Но вместо того, чтобы разобраться в своих интимных делах, он начинает восклицать "Выдь на Волгу!" И нет ему никакого дела до вас, милая Нина Капитоновна, которая только что сломала, допустим, голеностоп или просто живет в Улан-Удэ и при теперешних ценах также не имеет возможности выйти на Волгу и, в лучшем случае, может лишь издалека на нее повыть, как это предлагается при чтении призыва вслух.
И что уж настораживает совсем, так это полная неспособность восклицателя к самооценке. Ведь никому кроме не придет в голову письменно – в школьной тетрадке с оторванной обложкой – приказывать соколам взвиться орлами или, еще хуже: "кострами, синие ночи" да еще со знаком восклицания, будто эта глупость тотчас же и кинется происходить, хотя любому Славику ясно, что как-то там взвиться в один присест может разве что одна ночь, а следующая взовьется кострами, в лучшем случае, через сутки.
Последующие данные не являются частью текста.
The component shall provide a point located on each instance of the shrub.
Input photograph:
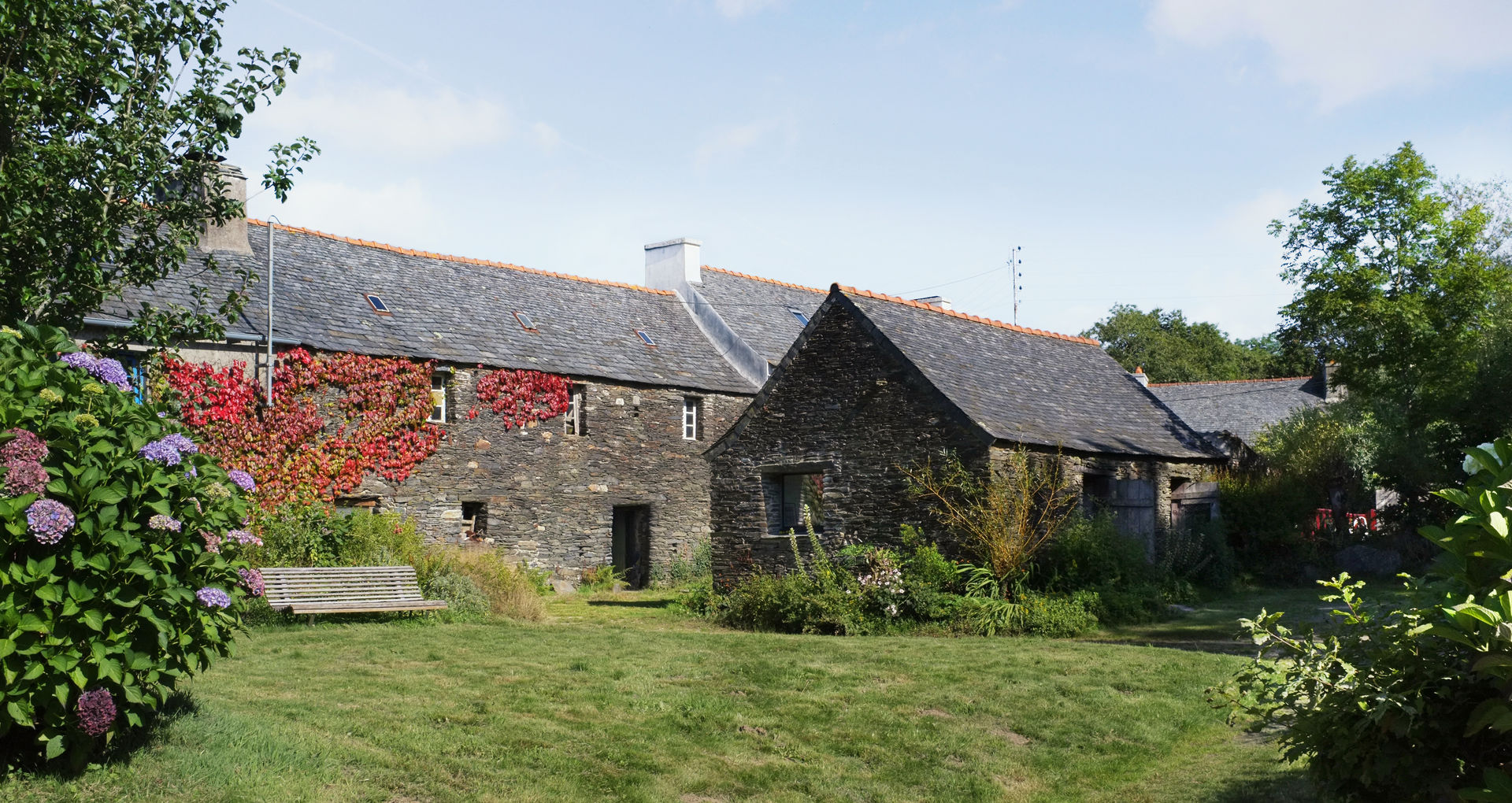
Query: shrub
(121, 551)
(465, 601)
(513, 590)
(1403, 702)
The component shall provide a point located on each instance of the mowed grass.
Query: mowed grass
(617, 698)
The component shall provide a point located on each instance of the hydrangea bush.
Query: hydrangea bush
(120, 551)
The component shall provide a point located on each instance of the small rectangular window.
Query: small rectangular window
(576, 422)
(377, 305)
(690, 418)
(802, 502)
(437, 398)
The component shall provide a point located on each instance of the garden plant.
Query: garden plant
(123, 551)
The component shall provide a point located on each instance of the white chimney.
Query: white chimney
(673, 264)
(232, 235)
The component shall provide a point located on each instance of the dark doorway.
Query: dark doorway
(632, 543)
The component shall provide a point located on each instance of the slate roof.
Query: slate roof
(759, 309)
(457, 310)
(1243, 407)
(1030, 386)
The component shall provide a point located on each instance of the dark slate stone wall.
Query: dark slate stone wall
(849, 407)
(550, 497)
(849, 410)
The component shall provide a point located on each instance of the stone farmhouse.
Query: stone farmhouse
(876, 383)
(1228, 415)
(655, 371)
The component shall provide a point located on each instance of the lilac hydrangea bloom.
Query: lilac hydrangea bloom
(111, 371)
(161, 453)
(49, 520)
(23, 446)
(23, 477)
(79, 361)
(243, 479)
(243, 537)
(95, 711)
(180, 442)
(253, 581)
(165, 522)
(213, 598)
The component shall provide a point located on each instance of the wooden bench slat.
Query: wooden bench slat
(339, 590)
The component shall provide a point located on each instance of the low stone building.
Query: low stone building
(619, 478)
(876, 383)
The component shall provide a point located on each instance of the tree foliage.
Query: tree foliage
(1173, 350)
(113, 115)
(1403, 282)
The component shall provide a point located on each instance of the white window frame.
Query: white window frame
(690, 416)
(437, 400)
(572, 422)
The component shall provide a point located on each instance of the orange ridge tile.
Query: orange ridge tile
(974, 318)
(1236, 382)
(451, 257)
(767, 280)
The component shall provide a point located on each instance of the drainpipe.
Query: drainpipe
(269, 395)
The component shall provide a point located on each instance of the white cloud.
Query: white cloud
(398, 213)
(1351, 49)
(548, 138)
(736, 9)
(387, 120)
(738, 139)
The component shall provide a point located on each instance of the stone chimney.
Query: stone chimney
(673, 265)
(232, 235)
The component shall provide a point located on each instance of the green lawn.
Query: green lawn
(617, 698)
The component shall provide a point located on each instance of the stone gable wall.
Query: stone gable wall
(844, 409)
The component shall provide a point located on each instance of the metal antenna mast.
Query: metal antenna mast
(1015, 276)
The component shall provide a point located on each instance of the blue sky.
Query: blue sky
(1134, 150)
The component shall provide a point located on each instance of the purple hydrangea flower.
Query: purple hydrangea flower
(180, 442)
(243, 537)
(95, 711)
(23, 477)
(79, 361)
(49, 520)
(213, 598)
(111, 371)
(165, 522)
(253, 581)
(243, 479)
(161, 453)
(23, 446)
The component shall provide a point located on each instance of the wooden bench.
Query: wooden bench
(345, 590)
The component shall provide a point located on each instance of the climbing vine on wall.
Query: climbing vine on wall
(336, 420)
(521, 397)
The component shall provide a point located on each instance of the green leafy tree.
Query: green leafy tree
(1403, 282)
(113, 115)
(1173, 350)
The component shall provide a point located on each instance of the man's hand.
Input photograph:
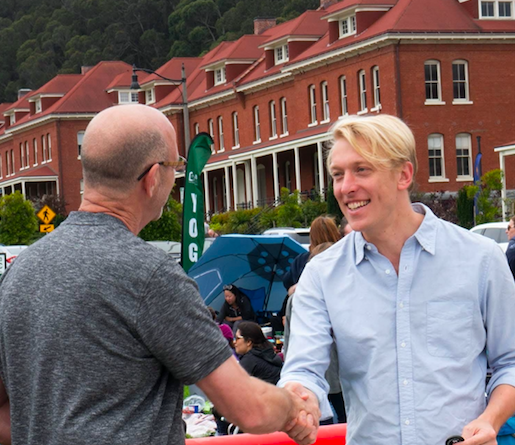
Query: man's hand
(304, 426)
(479, 432)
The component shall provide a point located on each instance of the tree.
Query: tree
(166, 228)
(18, 222)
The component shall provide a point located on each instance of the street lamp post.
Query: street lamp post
(185, 112)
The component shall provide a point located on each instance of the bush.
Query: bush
(18, 221)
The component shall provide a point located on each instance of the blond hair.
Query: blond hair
(383, 140)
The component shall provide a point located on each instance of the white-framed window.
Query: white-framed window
(464, 156)
(496, 9)
(80, 138)
(343, 96)
(257, 127)
(312, 105)
(235, 130)
(435, 155)
(284, 116)
(325, 102)
(377, 86)
(127, 97)
(460, 81)
(347, 26)
(35, 148)
(49, 147)
(150, 96)
(220, 76)
(282, 54)
(22, 157)
(362, 79)
(273, 120)
(433, 81)
(221, 144)
(27, 154)
(211, 128)
(43, 150)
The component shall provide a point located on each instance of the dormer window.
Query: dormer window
(496, 9)
(220, 76)
(347, 26)
(127, 97)
(149, 96)
(282, 54)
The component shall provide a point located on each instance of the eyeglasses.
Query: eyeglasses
(179, 166)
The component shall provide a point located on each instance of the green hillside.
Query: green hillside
(42, 38)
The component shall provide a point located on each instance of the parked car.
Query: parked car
(495, 231)
(299, 235)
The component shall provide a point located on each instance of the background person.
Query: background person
(236, 307)
(510, 251)
(412, 328)
(256, 353)
(92, 339)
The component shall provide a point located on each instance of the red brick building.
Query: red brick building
(446, 67)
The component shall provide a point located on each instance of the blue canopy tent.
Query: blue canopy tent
(254, 263)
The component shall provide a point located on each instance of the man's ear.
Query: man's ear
(150, 181)
(406, 176)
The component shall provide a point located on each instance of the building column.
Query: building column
(321, 179)
(248, 182)
(277, 192)
(502, 166)
(235, 185)
(253, 171)
(206, 196)
(298, 184)
(227, 188)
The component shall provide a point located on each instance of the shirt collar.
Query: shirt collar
(425, 234)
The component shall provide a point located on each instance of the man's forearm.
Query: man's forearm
(500, 407)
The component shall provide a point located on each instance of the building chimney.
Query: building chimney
(261, 24)
(324, 4)
(22, 92)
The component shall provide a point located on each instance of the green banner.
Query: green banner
(193, 207)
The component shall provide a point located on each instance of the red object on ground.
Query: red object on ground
(327, 435)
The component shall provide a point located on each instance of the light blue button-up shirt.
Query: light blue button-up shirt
(411, 346)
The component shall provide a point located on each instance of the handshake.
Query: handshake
(304, 416)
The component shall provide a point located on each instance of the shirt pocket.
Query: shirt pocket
(449, 328)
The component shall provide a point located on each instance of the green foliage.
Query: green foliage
(166, 228)
(41, 38)
(489, 198)
(18, 221)
(465, 208)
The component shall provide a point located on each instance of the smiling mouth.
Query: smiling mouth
(357, 204)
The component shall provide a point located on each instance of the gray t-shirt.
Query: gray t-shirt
(98, 332)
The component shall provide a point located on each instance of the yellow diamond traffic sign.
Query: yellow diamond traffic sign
(46, 214)
(46, 228)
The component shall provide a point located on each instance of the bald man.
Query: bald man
(99, 330)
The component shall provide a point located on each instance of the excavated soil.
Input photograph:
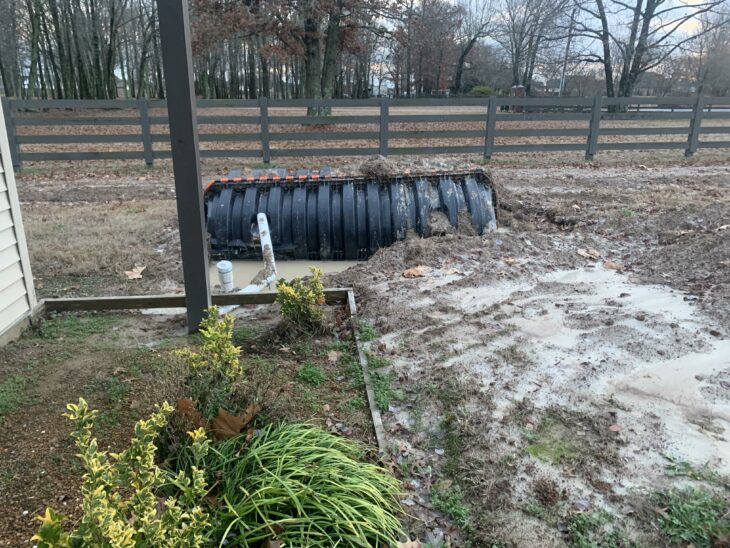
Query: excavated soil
(551, 367)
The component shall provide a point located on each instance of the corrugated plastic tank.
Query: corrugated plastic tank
(322, 217)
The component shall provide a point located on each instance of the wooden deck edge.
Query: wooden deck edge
(374, 411)
(136, 302)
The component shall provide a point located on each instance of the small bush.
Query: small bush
(122, 493)
(214, 370)
(303, 486)
(301, 301)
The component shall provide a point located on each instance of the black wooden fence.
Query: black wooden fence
(264, 129)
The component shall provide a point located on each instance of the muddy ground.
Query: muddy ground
(546, 371)
(556, 367)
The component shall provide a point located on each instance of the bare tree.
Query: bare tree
(637, 36)
(527, 27)
(476, 20)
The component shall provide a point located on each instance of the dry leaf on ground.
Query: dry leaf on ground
(227, 425)
(612, 265)
(588, 253)
(415, 272)
(135, 273)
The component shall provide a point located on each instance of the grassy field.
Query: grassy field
(430, 131)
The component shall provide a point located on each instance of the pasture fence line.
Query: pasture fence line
(41, 130)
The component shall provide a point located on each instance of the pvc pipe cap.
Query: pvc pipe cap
(224, 267)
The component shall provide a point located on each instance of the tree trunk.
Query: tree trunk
(606, 43)
(456, 86)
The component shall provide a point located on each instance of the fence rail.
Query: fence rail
(42, 130)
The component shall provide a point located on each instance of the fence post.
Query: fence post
(594, 127)
(144, 120)
(384, 126)
(12, 134)
(490, 128)
(695, 126)
(264, 121)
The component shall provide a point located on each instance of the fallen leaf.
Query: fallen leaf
(226, 425)
(186, 407)
(612, 265)
(250, 413)
(135, 273)
(588, 253)
(415, 272)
Словом, Лев Николаевич Фомин видел в большинстве произведений лишь нагромождение нелепостей. И, как всякий писатель, испытывал что-то вроде брезгливого стыда за собратьев по перу. Правда, в этом чувстве была небольшая червоточинка, потому что племянник Славик, который все-таки объяснил Фомину, что он – дядя и писатель, сошедший с ума от мрачности своего взгляда на мир, не хотел или не мог указать, что именно из литературы написано самим Фоминым.